I didn't see anything on this site about this, but it seems to be a very dangerous and widespread issue. Please check out the link at LS1gto.com

F. M. L. -- another potential Fuel Rail Cover Fire - LS1GTO.com Forums

It seems the fuel rail cover on the driver side is rubbing against the fuel line. In extreme cases this rubbing has caused a hole in the fuel line, leading to a fire causing a total loss. I checked mine last night and sure enough there is a knick on the fuel line. I called Pontiac customer service at 1-800-762-2737 and talked to them. There isn't an active recall at this time, but the guy said if enough people call in that have this same issue it will help speed up the process of them issuing it. I'm am going to write up an email and submit it to them as well as a copy to NHTSA. If you would like to be part of this email maybe we can get a recall issued.


----------



## HP11 (Apr 11, 2009)

This is old news. If you've been around these cars for any length of time you'd know about it. I wouldn't hold by breath waiting for GM to institute a recall. Mine actually wasn't rubbing (28K mi.) but I sleeved it in that area just for peace of mind. And, no, not the 'ghetto' rubber hose cover that they discuss in that thread...


----------



## jpalamar (Jul 22, 2008)

62k miles and mine are perfect.


----------



## dglanzer (Jul 11, 2010)

Have had a 2004 for a couple of weeks and read about this problem. Slight wear through the yellow tag with no indication anyone had treated the problem in the past. Put a 3/4" water system hose around it and put the FRC back on. Probably will need to change out the hose every few years as now FRC leaning on it.


----------



## HP11 (Apr 11, 2009)

Nah, either replace the hose with a braided steel hose or put a braided sleeve over the stock hose like I did and you won't have to worry about it again.


----------



## UdnUdnGTO (Jan 30, 2006)

Ok, fine, 132,000 and no problems....The dealership in Topeka, reamed out the cover though.


----------



## Poncho Dan (Jun 30, 2009)

Remove your FRCs and store them some place where they won't get damaged.

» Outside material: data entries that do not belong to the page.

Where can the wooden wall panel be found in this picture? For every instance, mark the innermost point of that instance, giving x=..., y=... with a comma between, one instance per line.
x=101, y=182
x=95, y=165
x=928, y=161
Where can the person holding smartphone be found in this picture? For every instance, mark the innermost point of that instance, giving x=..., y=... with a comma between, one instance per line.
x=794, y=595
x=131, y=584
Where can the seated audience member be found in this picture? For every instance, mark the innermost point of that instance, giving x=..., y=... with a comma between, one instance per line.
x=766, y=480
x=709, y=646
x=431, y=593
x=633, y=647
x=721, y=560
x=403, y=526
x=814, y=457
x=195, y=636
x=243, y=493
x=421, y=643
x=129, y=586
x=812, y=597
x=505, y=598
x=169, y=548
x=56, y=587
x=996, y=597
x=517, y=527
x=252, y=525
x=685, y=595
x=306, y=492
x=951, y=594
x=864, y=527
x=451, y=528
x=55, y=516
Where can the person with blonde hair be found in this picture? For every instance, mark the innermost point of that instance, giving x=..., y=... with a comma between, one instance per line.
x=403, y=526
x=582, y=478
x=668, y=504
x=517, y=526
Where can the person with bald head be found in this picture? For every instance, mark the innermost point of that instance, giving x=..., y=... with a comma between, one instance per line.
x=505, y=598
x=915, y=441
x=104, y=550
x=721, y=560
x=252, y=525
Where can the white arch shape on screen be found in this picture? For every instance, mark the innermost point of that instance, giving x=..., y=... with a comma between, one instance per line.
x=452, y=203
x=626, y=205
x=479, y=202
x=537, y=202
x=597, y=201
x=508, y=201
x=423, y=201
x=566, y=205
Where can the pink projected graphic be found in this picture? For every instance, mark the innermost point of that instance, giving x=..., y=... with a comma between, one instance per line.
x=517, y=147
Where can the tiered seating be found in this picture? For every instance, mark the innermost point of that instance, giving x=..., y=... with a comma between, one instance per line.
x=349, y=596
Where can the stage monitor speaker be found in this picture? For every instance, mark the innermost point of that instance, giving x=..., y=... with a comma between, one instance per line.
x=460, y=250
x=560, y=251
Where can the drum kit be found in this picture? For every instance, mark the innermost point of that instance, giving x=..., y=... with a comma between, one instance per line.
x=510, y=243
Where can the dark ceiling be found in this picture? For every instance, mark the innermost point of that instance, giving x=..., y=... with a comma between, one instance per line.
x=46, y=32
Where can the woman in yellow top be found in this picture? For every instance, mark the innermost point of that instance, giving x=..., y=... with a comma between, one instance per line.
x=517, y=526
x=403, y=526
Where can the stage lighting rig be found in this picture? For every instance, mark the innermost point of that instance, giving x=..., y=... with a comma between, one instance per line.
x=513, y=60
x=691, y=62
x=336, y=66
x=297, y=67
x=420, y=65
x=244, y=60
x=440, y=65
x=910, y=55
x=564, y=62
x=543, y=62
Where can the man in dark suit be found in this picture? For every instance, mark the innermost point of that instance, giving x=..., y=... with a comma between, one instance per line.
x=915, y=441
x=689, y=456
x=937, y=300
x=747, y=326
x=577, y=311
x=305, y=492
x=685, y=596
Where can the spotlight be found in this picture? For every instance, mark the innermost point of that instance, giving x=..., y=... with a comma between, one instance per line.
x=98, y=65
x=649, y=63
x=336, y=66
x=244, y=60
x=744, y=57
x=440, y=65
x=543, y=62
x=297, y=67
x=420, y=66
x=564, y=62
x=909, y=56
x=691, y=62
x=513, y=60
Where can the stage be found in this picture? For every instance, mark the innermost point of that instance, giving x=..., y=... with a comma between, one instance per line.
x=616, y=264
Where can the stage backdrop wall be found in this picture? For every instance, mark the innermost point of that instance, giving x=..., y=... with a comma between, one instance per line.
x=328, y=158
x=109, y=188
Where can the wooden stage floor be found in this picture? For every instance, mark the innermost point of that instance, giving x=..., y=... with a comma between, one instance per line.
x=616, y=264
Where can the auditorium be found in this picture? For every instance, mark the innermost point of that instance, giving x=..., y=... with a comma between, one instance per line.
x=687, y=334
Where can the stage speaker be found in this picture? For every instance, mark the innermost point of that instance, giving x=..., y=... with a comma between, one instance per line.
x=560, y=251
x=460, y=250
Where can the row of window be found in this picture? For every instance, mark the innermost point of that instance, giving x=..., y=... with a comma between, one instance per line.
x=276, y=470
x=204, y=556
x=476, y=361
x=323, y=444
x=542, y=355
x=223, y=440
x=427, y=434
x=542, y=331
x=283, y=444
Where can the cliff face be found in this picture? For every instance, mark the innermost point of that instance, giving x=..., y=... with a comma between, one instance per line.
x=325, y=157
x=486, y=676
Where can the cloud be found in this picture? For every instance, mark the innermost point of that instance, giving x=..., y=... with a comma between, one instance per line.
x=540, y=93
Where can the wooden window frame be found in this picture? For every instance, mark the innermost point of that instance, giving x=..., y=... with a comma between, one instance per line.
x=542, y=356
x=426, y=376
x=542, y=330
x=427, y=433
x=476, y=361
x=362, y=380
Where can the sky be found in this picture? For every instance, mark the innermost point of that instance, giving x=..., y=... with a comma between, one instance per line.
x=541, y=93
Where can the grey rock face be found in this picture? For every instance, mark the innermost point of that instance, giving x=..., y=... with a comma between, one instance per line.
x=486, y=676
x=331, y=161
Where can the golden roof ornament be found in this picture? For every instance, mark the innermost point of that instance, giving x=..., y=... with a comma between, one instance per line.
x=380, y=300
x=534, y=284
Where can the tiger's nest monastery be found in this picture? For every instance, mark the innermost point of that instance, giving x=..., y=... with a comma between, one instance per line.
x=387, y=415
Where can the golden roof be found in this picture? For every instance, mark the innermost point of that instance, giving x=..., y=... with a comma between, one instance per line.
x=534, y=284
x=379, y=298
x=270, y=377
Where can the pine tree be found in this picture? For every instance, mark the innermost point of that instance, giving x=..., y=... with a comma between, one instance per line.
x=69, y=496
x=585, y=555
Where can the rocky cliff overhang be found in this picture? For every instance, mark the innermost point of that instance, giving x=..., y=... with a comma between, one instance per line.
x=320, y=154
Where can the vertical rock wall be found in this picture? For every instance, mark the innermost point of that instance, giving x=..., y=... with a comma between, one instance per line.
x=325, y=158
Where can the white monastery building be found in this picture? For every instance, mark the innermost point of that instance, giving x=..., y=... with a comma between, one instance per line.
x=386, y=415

I only have mine on if I'm at a show.


----------



## Korsakoff (Aug 11, 2010)

04 31k miles and I have a decent size cut... FRC's stay off until I can do something about it.


----------



## Poncho Dan (Jun 30, 2009)

Korsakoff said:


> 04 31k miles and I have a decent size cut... FRC's stay off until I can do something about it.


:agree +1 Mine looks about the same. Not enough of a cut to cause a problem, but enough of one to say "dude wtf? that's not right"

My FRCs are off for a number of reasons:

1. Heat
2. Cutting the fuel line
3. Weight reduction:willy:
4. Since when did a 400ft/lb motor need introduction?:cool


----------